Qui sait perdre, gagne
Alors, c’est quoi l’idée avec Pogba ? Il n’a pas le potentiel pour amener la Vieille Dame sur le toit de l’Europe et la Juve préfère se renouveler ? Ou bien, son sacrifice peut-il permettre à la Juve de rêver plus fort ? Il semble que la deuxième option soit la plus plausible. Si la Pioche est lui-même réticent à l’idée de partir, tout comme la plupart des proches du club, son départ combiné à l’arrivée d’un nouvel attaquant pourrait permettre de multiplier les systèmes de jeu (5-3-2, 4-3-2, 4-5-1), de mélanger jeunesse, expérience et promesses, et de pouvoir aligner deux équipes presque types : Buffon et Neto – Barzagli, Benatia, Chiellini, Bonucci et Rugani – Alves, Lichtsteiner, Sandro et Évra – Pjanić, Marchisio, Sturaro, Khedira et Asamoah – Dybala, Pjaca, Mandžukić et Higuaín.
Ce qui revient, plus ou moins, à appliquer le fameux sacrifice utile avancé par Sun Tzu dans son Art de la guerre. Ici, il s’agit de lâcher intentionnellement petit pour viser bien plus gros, « sacrifier le prunier pour sauver le pêcher » , perdre Pogba pour gagner en diversité. C’est sale pour le Français, mais pas si handicapant pour la Juventus, voire relativement une bonne chose. D’ailleurs, la plupart des médias italiens donne la Vieille Dame gagnante au change. La Gazzetta parle d’un accord « gagnant-gagnant » pour le Français et la Juve, alors que Tuttosport préfère surtout mettre en avant les 120 millions d’euros et les possibilités que ça leur ouvre, notamment la venue d’Higuaín et d’un autre top player, comme Rakitić, tout en oubliant l’état de leur compte en banque.

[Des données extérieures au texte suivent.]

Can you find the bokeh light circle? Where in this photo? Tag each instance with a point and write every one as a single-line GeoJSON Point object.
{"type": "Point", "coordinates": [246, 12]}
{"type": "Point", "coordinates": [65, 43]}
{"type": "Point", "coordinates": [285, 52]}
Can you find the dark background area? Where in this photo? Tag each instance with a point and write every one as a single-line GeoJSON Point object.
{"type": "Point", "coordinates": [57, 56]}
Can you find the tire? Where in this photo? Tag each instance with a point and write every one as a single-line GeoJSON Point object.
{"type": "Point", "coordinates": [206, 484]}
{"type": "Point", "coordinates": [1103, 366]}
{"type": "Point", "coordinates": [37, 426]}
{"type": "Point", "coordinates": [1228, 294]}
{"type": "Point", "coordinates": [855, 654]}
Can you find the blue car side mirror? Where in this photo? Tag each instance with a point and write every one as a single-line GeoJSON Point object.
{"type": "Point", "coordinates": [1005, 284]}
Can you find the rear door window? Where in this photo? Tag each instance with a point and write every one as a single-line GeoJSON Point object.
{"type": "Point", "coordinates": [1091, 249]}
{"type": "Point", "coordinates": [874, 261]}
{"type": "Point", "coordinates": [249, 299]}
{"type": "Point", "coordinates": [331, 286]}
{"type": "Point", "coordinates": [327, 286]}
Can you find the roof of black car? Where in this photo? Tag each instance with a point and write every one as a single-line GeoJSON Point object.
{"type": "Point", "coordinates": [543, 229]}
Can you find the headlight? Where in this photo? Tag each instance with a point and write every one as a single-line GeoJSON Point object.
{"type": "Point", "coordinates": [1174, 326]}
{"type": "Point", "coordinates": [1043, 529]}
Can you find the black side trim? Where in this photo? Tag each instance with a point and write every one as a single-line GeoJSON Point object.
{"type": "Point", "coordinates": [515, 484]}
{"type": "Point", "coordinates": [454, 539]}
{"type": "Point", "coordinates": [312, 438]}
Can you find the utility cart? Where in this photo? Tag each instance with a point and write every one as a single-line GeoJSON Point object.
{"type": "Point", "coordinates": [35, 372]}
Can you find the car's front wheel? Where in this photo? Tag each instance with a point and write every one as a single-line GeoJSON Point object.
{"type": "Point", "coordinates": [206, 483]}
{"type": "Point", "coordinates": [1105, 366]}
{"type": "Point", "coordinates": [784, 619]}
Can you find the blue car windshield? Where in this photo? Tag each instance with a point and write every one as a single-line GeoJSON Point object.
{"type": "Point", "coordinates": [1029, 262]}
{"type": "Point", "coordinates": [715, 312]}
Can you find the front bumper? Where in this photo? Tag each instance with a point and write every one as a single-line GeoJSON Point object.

« Avec ou sans Pogba, la Juve aura une grande équipe »
En tout cas, pour Luciano Moggi, ancien dirigeant du club, le doute n’est pas permis quant à l’éventuel sacrifice et de ses futures retombées : « Je vendrais immédiatement Pogba pour signer Higuaín ensuite. J’irais à Porto, mettrais Herrera à sa place et personne ne ferait la différence. Higuaín est un joueur décisif. Les chances de gagner la Ligue des champions augmenteraient avec lui. » De son côté, Massimiliano Allegri met aussi son poulain, son ambition sans fin et sa marge de progression de côté face à la destinée de son club : « Avec ou sans Pogba, la Juve aura une grande équipe. » Au final, la Vieille Dame n’a peut-être pas autant à gagner que Mino Raiola dans l’histoire, mais elle ne semble pas non plus trop à plaindre dans cette histoire. Que ce soit financièrement ou sportivement. Et ce seront finalement le reste du mercato (si la Juve réinvestit tout l’argent) et son parcours en Ligue des champions cette saison qui confirmeront, ou non, le bienfait de ce transfert historique.